St. James School expansion will be 'Georgian jewel'

February 20, 1997


Staff Writer

A $4.5 million building program under way at St. James School south of Hagerstown will expand the 180-student boarding school without changing its essential character, school officials say.

A $2 million building housing a new library, two science labs, a classroom and an archives room is under construction.

"It's going to be a small Georgian jewel of a building," said Father Stuart Dunnan, headmaster.

The new library will be roughly double the size of the old library, and will be able to accommodate about 60 students at a time. The library will hold 25,000 volumes and six computers.

Workers also are enlarging and renovating Kemp Hall, the oldest academic building on the campus, to serve as a student center to include a book store, recreation room, snack bar, mailboxes and administrative offices. That work will cost $750,000.


Next year, construction of a $1.1 million Georgian-style girls' dormitory will provide housing for 28 students and two faculty members. The school now has the capacity to board 22 girls.

The school last fall completed a $250,000 renovation to the infirmary, and Powell Hall, which houses the current library, will get a $200,000 face lift.

The library area will be converted to a study hall and computer lab. Two new classrooms will be added to the area formerly occupied by the study hall.

The school has raised $2.5 million toward the cost of the projects, Dunnan said.

Work on the library has "been pretty much overdue," he said.

Dunnan said computer technology has helped reduce the amount of space needed for the library. Information previously requiring books and shelf space can be delivered via CD-ROM and the Internet.

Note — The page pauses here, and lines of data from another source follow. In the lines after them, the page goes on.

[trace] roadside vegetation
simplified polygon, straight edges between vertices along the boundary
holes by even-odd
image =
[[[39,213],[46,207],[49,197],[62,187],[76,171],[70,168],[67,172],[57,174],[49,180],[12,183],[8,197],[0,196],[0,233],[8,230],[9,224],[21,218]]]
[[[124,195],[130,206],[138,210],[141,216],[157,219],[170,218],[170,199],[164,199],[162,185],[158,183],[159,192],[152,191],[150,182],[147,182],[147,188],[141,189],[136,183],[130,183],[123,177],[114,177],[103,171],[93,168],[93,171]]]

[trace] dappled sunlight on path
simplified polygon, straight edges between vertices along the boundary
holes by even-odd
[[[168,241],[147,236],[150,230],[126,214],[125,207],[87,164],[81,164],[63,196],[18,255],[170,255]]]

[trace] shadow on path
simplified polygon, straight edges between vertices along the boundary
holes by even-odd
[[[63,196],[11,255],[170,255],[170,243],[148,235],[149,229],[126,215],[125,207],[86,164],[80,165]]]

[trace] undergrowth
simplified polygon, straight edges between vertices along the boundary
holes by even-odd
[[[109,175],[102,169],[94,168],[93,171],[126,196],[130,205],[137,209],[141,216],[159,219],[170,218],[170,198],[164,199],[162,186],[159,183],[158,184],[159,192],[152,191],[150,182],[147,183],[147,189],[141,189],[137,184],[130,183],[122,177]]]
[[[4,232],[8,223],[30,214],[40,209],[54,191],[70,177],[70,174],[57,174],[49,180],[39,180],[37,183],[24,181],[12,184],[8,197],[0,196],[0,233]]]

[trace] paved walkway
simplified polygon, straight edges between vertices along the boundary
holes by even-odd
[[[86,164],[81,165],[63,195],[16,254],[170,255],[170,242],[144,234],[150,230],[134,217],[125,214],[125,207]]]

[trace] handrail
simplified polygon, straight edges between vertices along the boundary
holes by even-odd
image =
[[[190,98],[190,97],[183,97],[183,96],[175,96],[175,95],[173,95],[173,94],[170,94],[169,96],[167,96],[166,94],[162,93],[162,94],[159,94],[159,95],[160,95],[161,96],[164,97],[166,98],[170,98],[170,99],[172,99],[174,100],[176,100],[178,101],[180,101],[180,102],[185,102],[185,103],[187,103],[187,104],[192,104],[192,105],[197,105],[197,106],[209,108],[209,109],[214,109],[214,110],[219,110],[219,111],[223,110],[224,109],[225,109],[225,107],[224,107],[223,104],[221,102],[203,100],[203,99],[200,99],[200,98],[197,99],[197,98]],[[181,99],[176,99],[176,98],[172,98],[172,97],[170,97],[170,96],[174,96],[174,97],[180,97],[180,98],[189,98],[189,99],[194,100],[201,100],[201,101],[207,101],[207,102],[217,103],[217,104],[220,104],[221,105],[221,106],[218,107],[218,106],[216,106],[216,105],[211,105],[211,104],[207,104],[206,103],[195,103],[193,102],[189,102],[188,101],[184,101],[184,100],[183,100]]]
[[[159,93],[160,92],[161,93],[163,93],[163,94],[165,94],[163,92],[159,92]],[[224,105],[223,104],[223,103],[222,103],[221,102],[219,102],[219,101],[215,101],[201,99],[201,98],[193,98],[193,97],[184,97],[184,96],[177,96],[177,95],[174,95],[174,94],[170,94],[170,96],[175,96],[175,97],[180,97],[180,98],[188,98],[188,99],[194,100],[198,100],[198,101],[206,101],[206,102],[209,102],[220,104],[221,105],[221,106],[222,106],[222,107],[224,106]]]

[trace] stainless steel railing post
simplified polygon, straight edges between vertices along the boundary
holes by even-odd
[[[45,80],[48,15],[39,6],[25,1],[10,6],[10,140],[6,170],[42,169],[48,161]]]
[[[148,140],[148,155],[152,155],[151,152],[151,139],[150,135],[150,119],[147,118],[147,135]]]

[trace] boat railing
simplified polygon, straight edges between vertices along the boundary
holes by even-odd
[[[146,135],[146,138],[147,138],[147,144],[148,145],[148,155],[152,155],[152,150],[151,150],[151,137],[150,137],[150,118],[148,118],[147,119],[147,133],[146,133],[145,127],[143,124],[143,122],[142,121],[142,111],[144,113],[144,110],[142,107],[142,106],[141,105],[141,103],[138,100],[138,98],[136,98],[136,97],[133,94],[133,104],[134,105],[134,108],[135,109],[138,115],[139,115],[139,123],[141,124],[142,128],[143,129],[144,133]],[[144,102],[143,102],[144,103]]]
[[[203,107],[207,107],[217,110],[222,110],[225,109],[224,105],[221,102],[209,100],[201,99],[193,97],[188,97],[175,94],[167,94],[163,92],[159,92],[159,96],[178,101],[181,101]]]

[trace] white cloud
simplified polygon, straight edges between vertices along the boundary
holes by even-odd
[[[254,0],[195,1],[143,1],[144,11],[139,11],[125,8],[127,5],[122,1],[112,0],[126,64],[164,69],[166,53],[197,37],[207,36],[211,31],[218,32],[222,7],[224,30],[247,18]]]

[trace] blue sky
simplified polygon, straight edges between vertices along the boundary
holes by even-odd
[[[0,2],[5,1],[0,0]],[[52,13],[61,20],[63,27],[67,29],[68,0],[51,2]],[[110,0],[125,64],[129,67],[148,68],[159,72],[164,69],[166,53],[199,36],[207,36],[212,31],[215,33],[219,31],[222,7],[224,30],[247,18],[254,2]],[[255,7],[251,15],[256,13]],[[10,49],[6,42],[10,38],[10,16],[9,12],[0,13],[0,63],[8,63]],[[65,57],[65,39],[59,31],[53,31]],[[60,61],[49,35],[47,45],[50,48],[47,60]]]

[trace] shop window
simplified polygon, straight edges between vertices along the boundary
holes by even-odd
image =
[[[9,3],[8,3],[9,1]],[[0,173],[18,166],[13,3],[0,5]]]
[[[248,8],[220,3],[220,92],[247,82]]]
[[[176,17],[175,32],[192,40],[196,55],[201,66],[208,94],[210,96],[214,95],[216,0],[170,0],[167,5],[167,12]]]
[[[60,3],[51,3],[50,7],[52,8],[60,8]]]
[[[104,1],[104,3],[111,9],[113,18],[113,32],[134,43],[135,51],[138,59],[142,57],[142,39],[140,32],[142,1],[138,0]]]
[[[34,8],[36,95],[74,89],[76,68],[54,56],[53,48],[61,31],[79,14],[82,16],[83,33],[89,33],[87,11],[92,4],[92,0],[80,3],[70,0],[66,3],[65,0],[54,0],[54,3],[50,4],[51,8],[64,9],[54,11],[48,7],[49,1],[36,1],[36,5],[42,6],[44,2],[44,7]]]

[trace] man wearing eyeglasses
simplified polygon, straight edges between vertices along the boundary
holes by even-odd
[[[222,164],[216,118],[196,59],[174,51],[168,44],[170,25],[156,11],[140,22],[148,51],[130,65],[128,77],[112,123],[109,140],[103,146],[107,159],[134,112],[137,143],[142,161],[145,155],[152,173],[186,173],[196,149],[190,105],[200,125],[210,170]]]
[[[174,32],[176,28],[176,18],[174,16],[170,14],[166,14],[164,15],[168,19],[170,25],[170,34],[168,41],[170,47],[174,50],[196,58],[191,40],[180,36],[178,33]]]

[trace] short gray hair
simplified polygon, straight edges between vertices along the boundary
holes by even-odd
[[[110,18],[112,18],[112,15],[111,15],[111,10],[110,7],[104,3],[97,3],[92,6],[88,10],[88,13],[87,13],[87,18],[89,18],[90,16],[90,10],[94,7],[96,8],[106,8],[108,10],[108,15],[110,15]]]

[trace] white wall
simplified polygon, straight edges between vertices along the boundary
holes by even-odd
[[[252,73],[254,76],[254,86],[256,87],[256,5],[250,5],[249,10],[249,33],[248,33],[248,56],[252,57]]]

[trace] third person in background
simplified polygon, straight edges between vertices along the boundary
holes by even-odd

The need for new facilities also is related to a jump in enrollment from about 130 students five years ago to 180 now, Dunnan said.

Dunnan expects that figure to grow to 200 as the improvements are made, with 120 boys and 80 girls, and 120 boarders and 80 nonboarders.

"We don't want to become a large school," Dunnan said. "That's why people choose us."

Dunnan said the school will continue to provide a structured environment for students while introducing them to new experiences.

The private school, founded in 1842, is affiliated with the Episcopal Church and is open to students of all religions and nationalities. Day tuition is $9,800 a year and boarding tuition is $16,800 a year. The school offers instruction for students in seventh through 12th grades.

Tuition pays for two-thirds of operating costs, Dunnan said. Endowment income and annual contributions to the school cover the rest.